Rombongan mahasiswa dari Universitas BINUS dan beberapa kampus lainnya, berkumpul di depan studio XXI Plaza Indonesia, Rabu sore (19/2).

Mereka bergabung dengan para penonton lain untuk menyaksikan penayangan perdana “The Last Accord: War, Apocalyse and Peace in Aceh”, sebuah dokumenter karya sutradara Arfan Sabran. Dokumenter ini diproduksi oleh FPCI Pictures.

Penonton mahasiswa datang dengan jaket almamater masing-masing berbaur dengan tamu-tamu undangan lain, diantaranya Wakil Presiden RI ke-10 dan 12, Jusuf Kalla; mantan Menteri Hukum dan HAM, Hamid Awaluddin; dan Wali Nanggroe Aceh, Tgk Malik Mahmud.

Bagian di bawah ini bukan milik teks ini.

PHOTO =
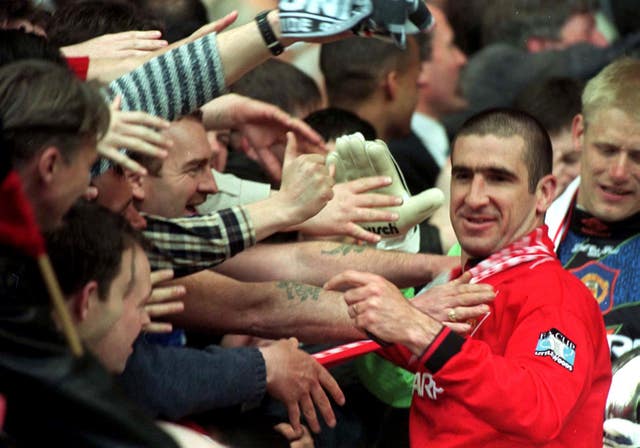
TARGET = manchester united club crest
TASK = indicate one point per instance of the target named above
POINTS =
(601, 281)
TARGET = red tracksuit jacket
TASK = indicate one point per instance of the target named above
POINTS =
(535, 373)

“Saya kelahiran 2006, saya nggak melewati masa Reformasi 98 dan nggak tahu ada konflik antara TNI dan Gerakan Aceh Merdeka, saya mungkin pernah mendengar, tapi nggak tahu seperti apa awal mulanya,” ungkap Naura, mahasiswi Hubungan Internasional Universitas BINUS.
Proses Perdamaian
Berdurasi 75 menit, dokumenter ini menceritakan proses perdamaian di Aceh dengan segala dinamikanya, difasilitasi mulai dari Henry Dunant Centre hingga Marti Ahtisaari, mantan Presiden Finlandia peraih Nobel Perdamaian 2008.
Seluruh narasumber adalah sosok-sosok yang terlibat dalam penyelesaian konflik, mulai dari Susilo Bambang Yudhoyono, Jusuf Kalla, Hamid Awaluddin, Sofyan Djalil yang mewakili pemerintah RI, hingga Nur Djuli, Sofyan Dawood, dan Malik Mahmud yang mewakili GAM.

Istimewa tampil Sidney Jones, peneliti isu konflik dan terorisme Asia Tenggara yang kini bermukim di New York, AS. Jones sempat dilarang masuk ke Aceh oleh TNI lantaran komentar-komentarnya di media dianggap terlalu berbahaya.
Selain dokumentasi asli, Arfan juga menambahkan animasi untuk kelengkapan visual sehingga menjadikan film ini tampil menarik.
Lima putaran perundingan berjalan alot, tak jarang diwarnai pertengkaran. Detil-detil kamera ikut menangkap ekspresi para narasumber, termasuk saat mereka mengenang tsunami yang ikut menewaskan anggota keluarga di Aceh.
“Kalau risetnya kami kerjakan selama 2,5 tahun, semua kami kerjakan sendiri kecuali video-video arsip perundingan di Jenewa, Tokyo dan Helsinki, itu semua kami dapatkan dari pihak luar (organisasi mediator) karena semua perundingan itu kan sifatnya rahasia. Saya tambahkan animasi untuk menambal kekurangan visual,” ungkap Afran kepada alif.id.
Dino Patti Djalal selaku Produser Eksekutif dan pendiri FPCI, mengaku awalnya disangka berhalusinasi saat mengatakan ingin memproduksi dokumenter ini, lantaran banyak orang melihatnya sebagai diplomat. Penayangan dokumenter juga dilakukan setelah pelantikan Presiden 2024 agar tidak menimbulkan dugaan negatif.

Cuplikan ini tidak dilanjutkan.